Unterdessen beschleunigte sich Lucys Herzschlag und auch ihre Atmung wurde zunehmend schneller und flacher, während sie immer noch magische Worte in den nächtlichen Sternenhimmel sang. Sie hatte schon erwartet, dass es sehr anstrengend für sie werden würde und biss deshalb sinnbildlich die Zähne fest zusammen. Das Frustrierende daran war, dass sie nicht spüren konnte, ob ihre Nachricht an die Drachen irgendwo hinter dem Horizont ankam, oder ob alles umsonst gewesen war. Deshalb musste sie dringend bis zum Ende des Rituals durchhalten und danach sehen, ob etwas passierte, ob eine Antwort kam. Dabei spürte sie jetzt schon, wie sie immer schwächer wurde, ihr Körper schon anfing zu protestieren. Und sie hatte gerademal ein Drittel hinter sich gebracht.

Während die Zeremonie immer weiter voranschritt, wurde auch der Wind auf der Lichtung immer stärker, zerrte am Laub der Bäume und an den funkelnden Grashalmen. Levy hatte schon einen Arm schützend erhoben. Und auch das grelle Licht wurde mit jeder Minute heller und wie es schien auch lebendiger. Es wogte in dem Runenkreis, als wäre es leuchtendes Wasser und die Schriftmagierin hatte Probleme, Lucy überhaupt noch zu erkennen. Ihre Augen tränten schon, aber sie blinzelte gegen den brennenden Schmerz an, um weiterhin auf alles gefasst zu sein.

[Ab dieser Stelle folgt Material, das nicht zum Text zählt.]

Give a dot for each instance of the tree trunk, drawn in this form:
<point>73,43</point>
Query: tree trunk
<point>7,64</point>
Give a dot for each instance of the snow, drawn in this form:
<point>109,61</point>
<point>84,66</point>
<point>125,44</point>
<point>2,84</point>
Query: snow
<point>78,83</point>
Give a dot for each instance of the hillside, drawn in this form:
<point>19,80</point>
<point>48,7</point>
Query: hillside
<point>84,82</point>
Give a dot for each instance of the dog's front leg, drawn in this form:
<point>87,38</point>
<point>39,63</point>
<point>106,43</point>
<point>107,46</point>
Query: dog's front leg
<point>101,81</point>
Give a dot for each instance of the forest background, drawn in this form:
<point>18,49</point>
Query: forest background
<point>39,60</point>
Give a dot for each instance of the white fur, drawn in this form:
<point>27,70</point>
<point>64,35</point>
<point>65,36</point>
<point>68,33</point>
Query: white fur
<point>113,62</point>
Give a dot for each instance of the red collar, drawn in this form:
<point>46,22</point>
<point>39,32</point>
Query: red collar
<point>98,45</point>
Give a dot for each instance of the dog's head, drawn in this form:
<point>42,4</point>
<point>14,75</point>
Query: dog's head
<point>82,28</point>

Sie hatte Lucy versprochen, dass – wenn ihre Magie zur Neige gehen sollte – Levy einspringen und ihr von außen einen Teil ihrer eigenen Kraft geben würde, um die Zeremonie am Laufen zu halten. Auch darüber hatte sie nämlich mal etwas gelesen. Es gab einen Weg, wie ein Magier einem anderen von sich selbst Energie spenden konnte. Und sollte das nötig werden, würde Levy ihre Freundin sofort unterstützen, bevor das Ritual zu gefährlich für sie wurde.

Plötzlich zerriss ein markerschütterndes Brüllen, das eindeutig nicht mehr vom Wind kam, die sternenklare Nacht. Levy zuckte zusammen, schaute sich aber gleich wieder zu ihrer Freundin um. Erst da bemerkte sie, dass Lucys zeremonieller Gesang abrupt geendet hatte.

Ein zweites, wahrscheinlich noch lauteres Brüllen donnerte über die Lichtung, plötzlich war es windstill, aber die Luft vibrierte trotzdem, sodass Levy es in ihrem ganzen Körper kribbeln fühlen konnte. Panisch machte sie ein paar Schritte auf den Kreis zu und schrie Lucys Namen, wurde aber jäh von einer mächtigen Druckwelle, die von dessen Zentrum ausging, wieder zurückgeworfen und landete unsanft auf dem taunassen Boden.

Der Ball aus lebendigem Licht, der die Stellargeistmagierin eingehüllt hatte, war zerplatzt. Glitzernde Funken stoben überall auf die Lichtung und in den Nachthimmel hinaus. Levy keuchte vor Schreck auf, als sie sah, dass Lucy waagrecht mitten in der Luft über der Mitte des Runenkreises schwebte. Die Schriftzeichen glommen nur noch schwächlich vor sich hin, dafür ging von Lucys Körper immer noch ein helles Strahlen aus, als wäre sie selbst zu einem Stern geworden, der nun am schwarzen Himmel stand.

Die kleine Blauhaarige wagte nicht sich zu rühren. Immer noch halb auf dem Boden liegend starrte sie atemlos auf die Szene vor ihr, wartete, lauschte. Aber es geschah nichts weiter. Es war beängstigend still geworden auf der großen Wiese.